La mesa está animada. Vargas Llosa, un hombre de mundo, no rehúye ningún tema, al igual que su hijo Álvaro. Incluso hace interesantes preguntas sobre la situación provincial. Alma de columnista y escritor, al fin.
En un momento, la charla deriva hacia el asunto minero. El ilustre invitado comenta, haciendo un parangón con Mendoza, que en su país el pueblo de Cajamarca se oponía a la explotación, a pesar de que iba a llevar un gran crecimiento y desarrollo a la región.
Ipso facto, Juan Carlos Jaliff, ex vicegobernador y empedernido lector, inserta un simple comentario: “¡Ah, en Cajamarca! Adonde va a vivir un tiempo el personaje central de El sueño del celta” (Roger Casement).

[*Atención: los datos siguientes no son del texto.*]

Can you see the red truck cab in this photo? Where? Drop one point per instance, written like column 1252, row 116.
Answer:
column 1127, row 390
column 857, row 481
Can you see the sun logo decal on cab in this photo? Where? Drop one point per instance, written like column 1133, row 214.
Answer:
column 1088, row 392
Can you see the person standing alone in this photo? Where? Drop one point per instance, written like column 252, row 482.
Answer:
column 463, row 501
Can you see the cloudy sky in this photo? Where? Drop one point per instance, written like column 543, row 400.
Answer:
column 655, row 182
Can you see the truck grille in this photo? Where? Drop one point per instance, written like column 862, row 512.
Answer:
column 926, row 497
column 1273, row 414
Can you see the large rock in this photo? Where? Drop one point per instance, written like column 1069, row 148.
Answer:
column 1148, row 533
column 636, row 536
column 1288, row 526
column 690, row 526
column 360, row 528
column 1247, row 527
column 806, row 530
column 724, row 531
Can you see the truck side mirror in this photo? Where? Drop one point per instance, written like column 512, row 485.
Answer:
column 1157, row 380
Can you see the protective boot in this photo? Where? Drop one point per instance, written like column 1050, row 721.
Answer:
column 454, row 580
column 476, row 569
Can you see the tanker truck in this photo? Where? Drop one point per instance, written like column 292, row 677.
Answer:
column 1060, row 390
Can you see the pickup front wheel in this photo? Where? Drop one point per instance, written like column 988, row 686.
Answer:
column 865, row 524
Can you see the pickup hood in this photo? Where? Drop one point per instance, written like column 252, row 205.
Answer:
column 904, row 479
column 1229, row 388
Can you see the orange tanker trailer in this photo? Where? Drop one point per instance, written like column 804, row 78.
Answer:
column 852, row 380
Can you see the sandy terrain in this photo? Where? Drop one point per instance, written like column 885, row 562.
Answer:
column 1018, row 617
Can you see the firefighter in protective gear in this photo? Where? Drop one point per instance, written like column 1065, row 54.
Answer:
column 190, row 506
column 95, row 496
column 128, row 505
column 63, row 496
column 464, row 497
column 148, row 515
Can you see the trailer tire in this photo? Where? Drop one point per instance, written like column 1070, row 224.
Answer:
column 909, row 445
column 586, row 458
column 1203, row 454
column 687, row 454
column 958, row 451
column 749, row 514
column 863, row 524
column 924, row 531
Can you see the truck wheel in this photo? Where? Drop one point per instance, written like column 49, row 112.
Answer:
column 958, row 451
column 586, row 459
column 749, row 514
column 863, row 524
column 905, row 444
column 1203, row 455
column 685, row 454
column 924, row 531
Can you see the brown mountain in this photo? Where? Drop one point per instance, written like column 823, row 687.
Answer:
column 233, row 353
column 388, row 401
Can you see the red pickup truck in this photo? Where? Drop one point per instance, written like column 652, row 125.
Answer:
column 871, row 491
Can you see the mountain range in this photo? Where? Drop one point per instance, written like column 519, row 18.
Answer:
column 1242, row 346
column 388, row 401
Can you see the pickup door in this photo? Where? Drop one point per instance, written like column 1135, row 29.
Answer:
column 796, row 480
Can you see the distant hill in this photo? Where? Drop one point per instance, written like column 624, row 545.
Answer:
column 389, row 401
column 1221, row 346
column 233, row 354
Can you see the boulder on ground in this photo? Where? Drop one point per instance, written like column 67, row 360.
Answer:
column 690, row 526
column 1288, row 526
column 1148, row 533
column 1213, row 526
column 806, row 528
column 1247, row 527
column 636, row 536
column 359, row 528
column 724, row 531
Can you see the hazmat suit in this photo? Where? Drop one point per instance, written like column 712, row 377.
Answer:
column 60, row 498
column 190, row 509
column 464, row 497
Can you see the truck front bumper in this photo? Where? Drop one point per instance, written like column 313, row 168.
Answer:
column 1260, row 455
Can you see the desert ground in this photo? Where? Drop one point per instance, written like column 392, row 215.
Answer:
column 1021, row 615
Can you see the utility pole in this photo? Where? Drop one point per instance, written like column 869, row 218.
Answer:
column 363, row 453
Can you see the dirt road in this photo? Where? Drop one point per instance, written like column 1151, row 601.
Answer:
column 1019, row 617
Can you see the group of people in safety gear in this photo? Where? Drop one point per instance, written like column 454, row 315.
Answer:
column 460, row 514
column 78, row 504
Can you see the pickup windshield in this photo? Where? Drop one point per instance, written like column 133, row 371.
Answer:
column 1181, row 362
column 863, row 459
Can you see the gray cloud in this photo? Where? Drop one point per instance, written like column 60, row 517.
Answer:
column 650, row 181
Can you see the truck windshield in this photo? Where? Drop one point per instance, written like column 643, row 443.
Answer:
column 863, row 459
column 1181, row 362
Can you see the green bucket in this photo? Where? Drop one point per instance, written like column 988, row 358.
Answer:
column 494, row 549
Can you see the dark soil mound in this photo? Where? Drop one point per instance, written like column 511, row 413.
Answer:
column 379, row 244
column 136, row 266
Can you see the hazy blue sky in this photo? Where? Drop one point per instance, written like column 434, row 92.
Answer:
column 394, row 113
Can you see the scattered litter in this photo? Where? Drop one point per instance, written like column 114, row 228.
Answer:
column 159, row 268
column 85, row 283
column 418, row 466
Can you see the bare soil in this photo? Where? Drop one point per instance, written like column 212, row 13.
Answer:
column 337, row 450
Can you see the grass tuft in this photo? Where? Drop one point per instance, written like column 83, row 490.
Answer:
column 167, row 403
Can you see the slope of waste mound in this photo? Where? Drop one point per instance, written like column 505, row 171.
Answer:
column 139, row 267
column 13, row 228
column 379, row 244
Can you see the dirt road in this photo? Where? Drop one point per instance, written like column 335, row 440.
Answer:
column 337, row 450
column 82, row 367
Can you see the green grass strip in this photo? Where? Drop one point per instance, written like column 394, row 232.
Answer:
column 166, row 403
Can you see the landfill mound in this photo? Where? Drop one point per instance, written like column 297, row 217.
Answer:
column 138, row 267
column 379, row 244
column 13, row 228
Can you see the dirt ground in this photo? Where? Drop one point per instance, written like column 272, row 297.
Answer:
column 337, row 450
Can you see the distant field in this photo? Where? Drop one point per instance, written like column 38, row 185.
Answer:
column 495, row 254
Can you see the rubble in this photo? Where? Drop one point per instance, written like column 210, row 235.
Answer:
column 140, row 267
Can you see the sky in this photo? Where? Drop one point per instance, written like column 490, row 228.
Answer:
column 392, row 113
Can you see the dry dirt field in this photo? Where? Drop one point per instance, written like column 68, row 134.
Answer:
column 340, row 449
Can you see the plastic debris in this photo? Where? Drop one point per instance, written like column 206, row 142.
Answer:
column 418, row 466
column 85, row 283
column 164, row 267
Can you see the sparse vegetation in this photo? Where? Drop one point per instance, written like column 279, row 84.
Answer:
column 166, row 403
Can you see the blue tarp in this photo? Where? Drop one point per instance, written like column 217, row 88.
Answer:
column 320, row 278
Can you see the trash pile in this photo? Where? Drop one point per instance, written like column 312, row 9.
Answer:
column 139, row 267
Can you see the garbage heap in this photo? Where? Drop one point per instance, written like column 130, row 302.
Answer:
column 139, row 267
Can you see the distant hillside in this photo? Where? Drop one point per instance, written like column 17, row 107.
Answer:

Vargas Llosa frunce el ceño y retruca: “No. Nunca fue a Perú”.
Jaliff está seguro de su dato. Pero no sigue insistiendo. Se encuentra nada menos que frente al autor del libro.
Cinco minutos después, Vargas Llosa le toca la pierna y le dice: “Tiene razón, mi amigo”. Y completa la historia contando que, cuando estaba escribiendo la novela, encontró en Cajamarca una calle con el nombre del personaje central de su libro, pero que nunca supo porqué le habían llamado así”.
Hasta el día de hoy, Jaliff retiene el suceso pasajero como un tesoro inolvidable para un amante de los libros.
“Eso -dice, con emoción- me hizo ver la humildad de ese escritor, porque se podría haber quedado callado. Pero me lo reconoció delante de todos, lo cual habla muy bien de él. Lamentablemente se murió el último autor del boom latinoamericano. Fue uno de los grandes escritores de habla hispana y del mundo. Una tristeza”.
Un cuento cuyano que sirve para despedir a un inmortal. El título podría ser: “El día que Vargas Llosa se reencontró en Mendoza con uno de sus grandes personajes”.